More and more people are leaving their homes without their wallets

Journalist

Good old-fashioned leather wallets are increasingly being replaced by plastic, metal and glass as more and more South Africans prefer using their mobile device as a digital wallet.
On Monday online payment platform PayPal released a report showing that more than half of all South Africans with smartphones were using their devices as their preferred method of transacting.
Of the people surveyed, 46% said that being able to shop on their mobile phone has made them buy more, while 52% said that in the past month they’ve left the house without their wallet at least once, instead making their payments with their mobile device.
According to the report the majority of South Africans would rather leave their home without their wallet than leave their home without their mobile device, and three of the top seven most used mobile apps were related to eCommerce.Speaking from the Seamless Africa Conference which started in Cape Town on Monday, the general manager for PayPal in Africa, Efi Dahan, told Times Select they were expecting online sales in South Africa to reach R53-billion in 2018, “Up from R37-billion just two years ago”.
Dahan said that eCommerce growth was much faster in South Africa than in the rest of Africa and Europe.
“The main reason for the increase is the high level of mobile penetration in SA,” he said.

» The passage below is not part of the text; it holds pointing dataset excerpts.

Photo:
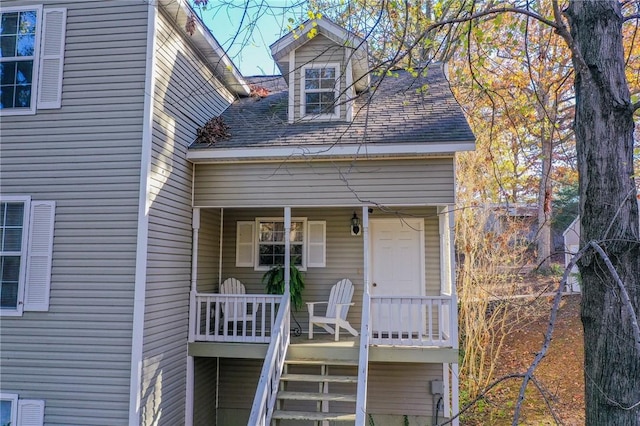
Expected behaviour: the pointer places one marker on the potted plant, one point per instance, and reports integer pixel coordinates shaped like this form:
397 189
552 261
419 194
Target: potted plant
274 283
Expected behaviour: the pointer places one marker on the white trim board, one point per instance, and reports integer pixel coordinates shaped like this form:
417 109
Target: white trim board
324 151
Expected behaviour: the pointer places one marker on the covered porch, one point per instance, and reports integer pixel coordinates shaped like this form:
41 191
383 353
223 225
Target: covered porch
402 283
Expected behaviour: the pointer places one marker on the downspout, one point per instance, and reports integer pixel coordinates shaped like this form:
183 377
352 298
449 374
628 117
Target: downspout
363 357
220 248
144 204
190 391
287 251
455 405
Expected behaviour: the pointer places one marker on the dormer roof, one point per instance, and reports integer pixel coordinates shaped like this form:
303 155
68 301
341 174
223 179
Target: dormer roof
281 49
401 115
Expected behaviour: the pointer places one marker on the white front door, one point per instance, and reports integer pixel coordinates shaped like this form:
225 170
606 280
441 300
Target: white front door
397 269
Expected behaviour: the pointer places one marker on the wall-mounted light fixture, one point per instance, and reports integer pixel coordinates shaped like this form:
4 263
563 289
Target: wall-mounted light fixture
355 225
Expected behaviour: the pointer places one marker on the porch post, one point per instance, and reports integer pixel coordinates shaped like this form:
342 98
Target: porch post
287 250
220 248
363 357
195 224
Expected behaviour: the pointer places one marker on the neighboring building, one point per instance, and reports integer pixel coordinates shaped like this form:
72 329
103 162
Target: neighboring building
571 238
118 228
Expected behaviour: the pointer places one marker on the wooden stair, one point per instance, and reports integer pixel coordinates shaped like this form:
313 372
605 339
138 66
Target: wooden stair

“Retailers have realised this and have started to develop solutions for users that are faster, cheaper and safer.“Greater variety and cheaper prices are the two main drivers for users to shop online. You can buy food, book a movie and order transport from your mobile phone so people need their wallets less and less.”
South African online sales recently surpassed the 1% mark of total retail sales for the first time.
But while the achievement was a milestone, South Africa still remained behind developed economies.
“The 1% problem is as much an intriguing opportunity as it is a daunting task, said the managing director of IT and telecoms information provider Kinetic, Terry Southam.
“The potential for growth and rapid acceleration is real.”
MallForAfrica CEO Chris Folayan said the eCommerce landscape in Africa was evolving so fast that it was “almost impossible to keep up”.
Dahan said data from PayPal found there was a huge opportunity for local businesses to reap rewards and grow their businesses “if they embrace mobile eCommerce and provide the convenience consumers all over the world crave”.“eCommerce can open opportunities for everyone and can connect you to global eCommerce,” he said.
The survey also quizzed participants on a number of stressful scenarios and found that 60% of South Africans ranked losing their phone or having it stolen as a scenario that would cause them the most anxiety and worry.
It tied with a home invasion for the highest response, and more South Africans are worried about having their phone stolen than getting fired from their job.
For video editor Bongani Khoza, who shops online at least four to five times a month, the number of available options, convenience and immediacy of online shopping made it a no brainer for him.
“It’s so convenient to purchase online and sometimes there’s more of a variety of goods online than in the store,” Khoza said.
“For example, I prefer to buy my supplements online because some shops don’t have the brands I prefer. So it’s just an overall ease of access to goods versus walking from shop to shop in the mall. Plus I can review things before I purchase them and not have to wait until the weekend to go get them. I can buy them there and then.”